Although November's cash holdings mark a record, they are not extraordinary compared with historic levels, said Burton Greenwald, president of B.J. Greenwald Associates of Philadelphia, a financial services consulting firm.
"It's close to what years ago was considered to be a traditional figure - somewhere in the five to seven percent range," he said. "But with the kinds of surging markets that we've had, everybody kept pretty much fully invested."
For the first 11 months of 2000, stock funds held an average of 5.02 percent in cash reserves, up from 1999's monthly average of 4.7 percent, according to ICI figures. However, the monthly averages for 1995, 1996, 1997 and 1998 are considerably higher at 7.54 percent, 6.85 percent, 6.43 percent and 5.49 percent, respectively, according to the ICI.
While it appears the average stock fund is increasing its level of liquidity, most likely in order to cover possible redemptions, November's 6.5 percent is more than what is needed to cover significant redemption activity, said Dennis Dolego, director of research for Optima Group of Fairfield, Conn., a mutual fund distribution consulting company.
"I'm sure [funds] have ways to adapt to emergencies," he said. "It seems to me that it's at a high point ... it's more than a reasonable cushion to address the redemption issue."
Still, liquidity ratios will probably not soon drop as low as they have been in the past two years, because most funds over-invested in order to maximize returns in a surging market, Dolego said.
The percentage of cash held by stock funds is not necessarily an indication of rising cash reserves, said John Collins, a spokesperson for the ICI. A 10 percent drop in November of stock funds' total assets was a factor in the large cash positions, he said.

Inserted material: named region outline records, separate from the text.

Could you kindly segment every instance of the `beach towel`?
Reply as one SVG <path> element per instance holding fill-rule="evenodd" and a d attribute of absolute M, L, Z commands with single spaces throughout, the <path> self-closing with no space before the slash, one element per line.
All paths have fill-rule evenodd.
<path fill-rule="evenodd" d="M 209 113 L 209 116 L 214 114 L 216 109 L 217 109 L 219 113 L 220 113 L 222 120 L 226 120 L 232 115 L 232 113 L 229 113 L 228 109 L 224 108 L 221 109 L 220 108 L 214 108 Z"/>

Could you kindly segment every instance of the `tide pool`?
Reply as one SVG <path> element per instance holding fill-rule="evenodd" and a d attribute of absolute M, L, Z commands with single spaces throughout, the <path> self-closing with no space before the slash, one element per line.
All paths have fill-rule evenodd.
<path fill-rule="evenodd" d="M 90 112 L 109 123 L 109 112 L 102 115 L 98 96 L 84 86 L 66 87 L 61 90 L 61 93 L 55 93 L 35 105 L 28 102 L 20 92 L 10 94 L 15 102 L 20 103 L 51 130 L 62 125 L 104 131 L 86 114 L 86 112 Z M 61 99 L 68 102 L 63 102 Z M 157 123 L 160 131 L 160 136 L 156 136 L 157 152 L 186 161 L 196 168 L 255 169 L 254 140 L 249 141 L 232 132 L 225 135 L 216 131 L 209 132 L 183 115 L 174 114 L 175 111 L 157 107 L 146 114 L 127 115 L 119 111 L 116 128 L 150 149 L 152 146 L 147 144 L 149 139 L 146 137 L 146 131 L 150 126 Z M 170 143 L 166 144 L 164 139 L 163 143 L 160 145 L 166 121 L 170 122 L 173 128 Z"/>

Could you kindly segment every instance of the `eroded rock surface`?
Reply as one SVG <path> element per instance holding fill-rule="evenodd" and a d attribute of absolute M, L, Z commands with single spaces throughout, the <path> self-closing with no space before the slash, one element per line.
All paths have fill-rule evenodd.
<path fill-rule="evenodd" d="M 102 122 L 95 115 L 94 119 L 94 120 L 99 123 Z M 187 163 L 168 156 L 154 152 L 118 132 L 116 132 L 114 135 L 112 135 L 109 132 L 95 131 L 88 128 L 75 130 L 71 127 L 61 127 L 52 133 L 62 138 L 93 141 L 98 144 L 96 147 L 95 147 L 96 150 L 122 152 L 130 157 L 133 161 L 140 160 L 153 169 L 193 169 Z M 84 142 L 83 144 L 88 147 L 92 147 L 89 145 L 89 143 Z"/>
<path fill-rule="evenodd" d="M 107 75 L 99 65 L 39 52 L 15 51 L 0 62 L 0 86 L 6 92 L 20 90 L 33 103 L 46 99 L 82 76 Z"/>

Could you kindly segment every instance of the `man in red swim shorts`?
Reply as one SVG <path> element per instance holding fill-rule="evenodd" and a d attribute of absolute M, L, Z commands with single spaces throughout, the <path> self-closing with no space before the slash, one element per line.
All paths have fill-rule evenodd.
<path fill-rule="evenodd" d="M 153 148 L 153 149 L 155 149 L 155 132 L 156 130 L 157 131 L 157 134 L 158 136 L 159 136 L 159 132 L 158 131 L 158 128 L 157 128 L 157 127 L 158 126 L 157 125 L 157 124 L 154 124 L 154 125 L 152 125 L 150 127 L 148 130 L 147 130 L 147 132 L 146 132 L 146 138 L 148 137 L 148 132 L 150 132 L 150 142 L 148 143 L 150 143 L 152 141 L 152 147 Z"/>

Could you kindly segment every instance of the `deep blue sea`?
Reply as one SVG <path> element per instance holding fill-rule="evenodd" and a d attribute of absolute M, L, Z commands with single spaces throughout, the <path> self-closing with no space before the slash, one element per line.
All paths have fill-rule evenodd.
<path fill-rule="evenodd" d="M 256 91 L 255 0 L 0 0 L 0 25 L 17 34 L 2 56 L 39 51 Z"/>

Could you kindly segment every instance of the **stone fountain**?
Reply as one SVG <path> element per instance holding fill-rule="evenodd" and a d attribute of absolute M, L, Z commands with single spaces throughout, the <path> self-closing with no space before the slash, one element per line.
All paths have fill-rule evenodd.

"The percentage rose partly because of the abrupt drop in total assets," Collins said.
Rising cash reserves could indicate that fund managers are either bullish or bearish on the market, Collins said. While value managers may be converting to cash in order to invest at market lows, aggressive growth and technology managers may be girding for increased redemption activity, he said. A manager's sentiments really depends on the market sector in which he invests, he said.
But, stock funds' liquidity ratios reached 6.5 percent in November despite net inflows into those funds, said Rosanne Pane, a spokesperson with Standard & Poor's Fund Services. While the increase in liquidity ratios can be attributed somewhat to an erosion of assets, fund managers have sidelined more money, she said.
"There is some asset erosion," she said. "But managers are holding on to inflows as they come in and not investing as quickly as they did last year."
Also, in recent years, funds have decreased their liquidity ratios as interest rates have steadily dropped, encouraging managers to invest as much of their assets as possible in the markets, she said.